Democrats Mull Fundamental Changes In Wake Of Election Day Losses
ABC World News Tonight reported, "This election has shaken the Democratic Party to its core." In the wake of John Kerry's lose of the presidential race and their loss of seats in the House and Senate, Democrats are puzzling over their failures and examining their options. The Wall Street Journal reports in a front page story that "influential party insiders are mobilizing a debate that's likely to center on a few difficult questions: Should the Democrats seek national success by moving to the left, as many party faithful demand? Or should they shift rightward, which is where the election suggests the country is? And will their leader be a liberal, such as former Vermont Gov. Howard Dean or Sen. Hillary Clinton, or the more centrist Sen. John Edwards or some fresh face from Congress or the ranks of Democratic governors?" The Washington Post reports that many Democratic leaders "focused on the need to re-engage their party with church-going and rural constituencies they acknowledge ignoring in the past." A "quickly emerging consensus yesterday across the Democrats' ideological spectrum" was "that they 'have to take the time to understand the concerns of rural families and Christian families,' as Clinton White House chief of staff Leon E. Panetta put it." Columnist Al Hunt writes in the Wall Street Journal (11/4), "Conversations yesterday suggested despondency among Democrats unequaled in contemporary times. This seems true of much of the rank and file as well as political elites."
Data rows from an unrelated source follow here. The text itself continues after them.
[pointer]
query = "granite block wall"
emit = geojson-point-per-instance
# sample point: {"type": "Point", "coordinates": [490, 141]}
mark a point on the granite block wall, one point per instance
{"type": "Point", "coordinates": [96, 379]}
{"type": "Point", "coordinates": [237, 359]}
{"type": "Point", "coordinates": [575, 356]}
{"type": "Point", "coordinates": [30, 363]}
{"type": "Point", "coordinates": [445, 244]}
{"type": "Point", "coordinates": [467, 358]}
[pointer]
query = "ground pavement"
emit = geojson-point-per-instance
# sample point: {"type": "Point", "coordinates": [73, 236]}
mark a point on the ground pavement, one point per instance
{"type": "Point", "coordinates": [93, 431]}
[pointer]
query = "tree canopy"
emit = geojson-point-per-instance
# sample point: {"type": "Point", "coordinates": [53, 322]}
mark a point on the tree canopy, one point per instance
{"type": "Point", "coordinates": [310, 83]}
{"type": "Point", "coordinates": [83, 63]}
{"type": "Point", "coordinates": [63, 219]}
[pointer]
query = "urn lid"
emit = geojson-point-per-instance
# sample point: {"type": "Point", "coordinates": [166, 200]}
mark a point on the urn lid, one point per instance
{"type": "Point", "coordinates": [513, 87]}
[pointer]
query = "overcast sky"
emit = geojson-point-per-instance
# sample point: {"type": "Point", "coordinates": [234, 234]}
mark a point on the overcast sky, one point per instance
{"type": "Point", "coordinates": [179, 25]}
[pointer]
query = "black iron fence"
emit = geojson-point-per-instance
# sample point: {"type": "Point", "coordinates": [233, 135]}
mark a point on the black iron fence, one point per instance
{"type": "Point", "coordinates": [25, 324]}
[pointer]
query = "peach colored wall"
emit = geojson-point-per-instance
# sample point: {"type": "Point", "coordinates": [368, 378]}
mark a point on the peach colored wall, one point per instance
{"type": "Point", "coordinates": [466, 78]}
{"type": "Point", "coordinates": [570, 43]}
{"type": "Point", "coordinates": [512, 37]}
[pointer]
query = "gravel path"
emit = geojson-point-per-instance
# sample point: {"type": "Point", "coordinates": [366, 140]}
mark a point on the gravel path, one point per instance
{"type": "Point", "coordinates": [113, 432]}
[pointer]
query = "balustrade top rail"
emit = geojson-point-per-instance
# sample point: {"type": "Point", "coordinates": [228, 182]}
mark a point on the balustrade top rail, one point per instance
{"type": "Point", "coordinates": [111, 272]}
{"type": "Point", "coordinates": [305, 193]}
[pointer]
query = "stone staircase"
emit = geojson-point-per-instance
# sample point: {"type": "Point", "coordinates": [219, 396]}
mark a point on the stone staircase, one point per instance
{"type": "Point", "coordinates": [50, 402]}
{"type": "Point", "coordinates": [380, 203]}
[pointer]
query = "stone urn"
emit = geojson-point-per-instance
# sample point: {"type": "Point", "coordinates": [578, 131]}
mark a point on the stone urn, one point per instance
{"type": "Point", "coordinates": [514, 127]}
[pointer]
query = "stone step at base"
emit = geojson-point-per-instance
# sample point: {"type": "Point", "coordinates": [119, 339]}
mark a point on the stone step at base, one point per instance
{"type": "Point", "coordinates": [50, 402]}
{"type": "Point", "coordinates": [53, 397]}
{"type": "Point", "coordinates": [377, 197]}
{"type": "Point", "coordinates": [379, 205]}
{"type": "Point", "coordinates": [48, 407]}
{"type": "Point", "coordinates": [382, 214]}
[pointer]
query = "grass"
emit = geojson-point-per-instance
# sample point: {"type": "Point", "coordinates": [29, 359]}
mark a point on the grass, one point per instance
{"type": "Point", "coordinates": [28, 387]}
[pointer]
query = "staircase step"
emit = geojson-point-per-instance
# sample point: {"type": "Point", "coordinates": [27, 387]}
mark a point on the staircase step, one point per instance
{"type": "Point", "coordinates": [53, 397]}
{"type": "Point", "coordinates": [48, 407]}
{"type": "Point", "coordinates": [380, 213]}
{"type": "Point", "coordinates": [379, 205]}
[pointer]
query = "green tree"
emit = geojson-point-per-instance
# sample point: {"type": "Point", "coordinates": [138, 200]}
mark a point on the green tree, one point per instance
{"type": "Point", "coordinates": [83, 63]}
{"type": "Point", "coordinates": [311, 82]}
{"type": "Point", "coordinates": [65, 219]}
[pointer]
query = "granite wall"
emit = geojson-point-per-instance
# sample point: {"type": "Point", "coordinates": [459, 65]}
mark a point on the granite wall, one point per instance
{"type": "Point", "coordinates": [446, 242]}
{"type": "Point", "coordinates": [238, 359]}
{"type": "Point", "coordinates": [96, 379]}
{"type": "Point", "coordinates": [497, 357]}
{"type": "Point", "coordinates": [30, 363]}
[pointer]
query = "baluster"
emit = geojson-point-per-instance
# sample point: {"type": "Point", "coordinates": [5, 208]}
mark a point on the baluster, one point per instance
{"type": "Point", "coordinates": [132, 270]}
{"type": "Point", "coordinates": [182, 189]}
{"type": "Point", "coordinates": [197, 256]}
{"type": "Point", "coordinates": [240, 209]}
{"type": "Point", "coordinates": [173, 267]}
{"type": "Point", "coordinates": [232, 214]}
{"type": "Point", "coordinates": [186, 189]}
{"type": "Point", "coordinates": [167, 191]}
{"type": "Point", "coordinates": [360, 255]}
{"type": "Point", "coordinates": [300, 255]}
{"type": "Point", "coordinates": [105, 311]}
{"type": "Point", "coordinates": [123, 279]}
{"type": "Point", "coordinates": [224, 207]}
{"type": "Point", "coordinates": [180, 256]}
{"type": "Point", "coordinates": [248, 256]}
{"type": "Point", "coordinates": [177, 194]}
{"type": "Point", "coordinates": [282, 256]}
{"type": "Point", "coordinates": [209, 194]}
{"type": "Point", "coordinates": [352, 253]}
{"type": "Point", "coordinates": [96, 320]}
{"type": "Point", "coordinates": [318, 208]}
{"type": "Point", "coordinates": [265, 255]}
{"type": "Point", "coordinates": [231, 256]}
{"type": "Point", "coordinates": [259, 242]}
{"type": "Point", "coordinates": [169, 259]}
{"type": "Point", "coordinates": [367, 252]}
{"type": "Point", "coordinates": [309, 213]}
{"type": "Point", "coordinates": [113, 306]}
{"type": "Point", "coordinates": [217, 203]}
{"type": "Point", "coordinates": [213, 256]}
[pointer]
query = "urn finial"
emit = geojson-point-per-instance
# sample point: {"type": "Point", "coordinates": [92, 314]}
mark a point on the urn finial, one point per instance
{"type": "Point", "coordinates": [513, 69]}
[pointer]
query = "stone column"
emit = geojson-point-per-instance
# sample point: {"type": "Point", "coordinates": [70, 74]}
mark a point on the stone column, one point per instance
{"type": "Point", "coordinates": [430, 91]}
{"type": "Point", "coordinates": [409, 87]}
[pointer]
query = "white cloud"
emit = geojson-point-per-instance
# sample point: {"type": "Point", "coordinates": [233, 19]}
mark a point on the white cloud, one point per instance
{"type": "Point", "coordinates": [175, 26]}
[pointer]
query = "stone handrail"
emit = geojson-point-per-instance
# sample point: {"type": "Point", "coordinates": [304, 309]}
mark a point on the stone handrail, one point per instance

Hillary Clinton Seen As Democrats' Top 2008 Prospect.
With John Kerry's defeat, the New York Times reports Hillary Rodham Clinton is "the top prospect for the presidential nomination in 2008." Democrats "in and out of Washington are mentioning Mrs. Clinton, the junior senator from New York, as the leading contender for the party's nomination in 2008, citing her immense popularity among Democrats, her fund-raising prowess and her formidable political operation, which was employed, unsuccessfully, in the Kerry presidential bid." Other "potential Democratic stars" include Gov. Bill Richardson, Gov. Tom Vilsack, and John Edwards. The Wall Street Journal editorial page, which has had harsh words for Mrs. Clinton in the past, editorialized, "Democrats may also take the lesson that a political strategy which invites Americans to share in their contempt for the President's intelligence, moral values and religious beliefs basically, the Al Gore sighing technique writ large is not a winner." The "person on whom the task of moral normalization may fall is Hillary Rodham Clinton, now the most prominent Democrat in the Senate and arguably the party's front-runner for President in 2008."
Columnist Says Gore Is Democrats' Best Hope. Washington Post columnist Richard Cohen says "the perfect Democratic presidential candidate" is "someone from the South or the border states, since John Kerry lost virtually the entire region on Tuesday, and someone who is comfortable talking the language of religion and values, since John Kerry was not, and someone whose wife is identified with conventional values, and, last, someone who took a very early position against the war in Iraq, which John Kerry did not. Such a person already exists and, as luck would have it, has a name: Al Gore."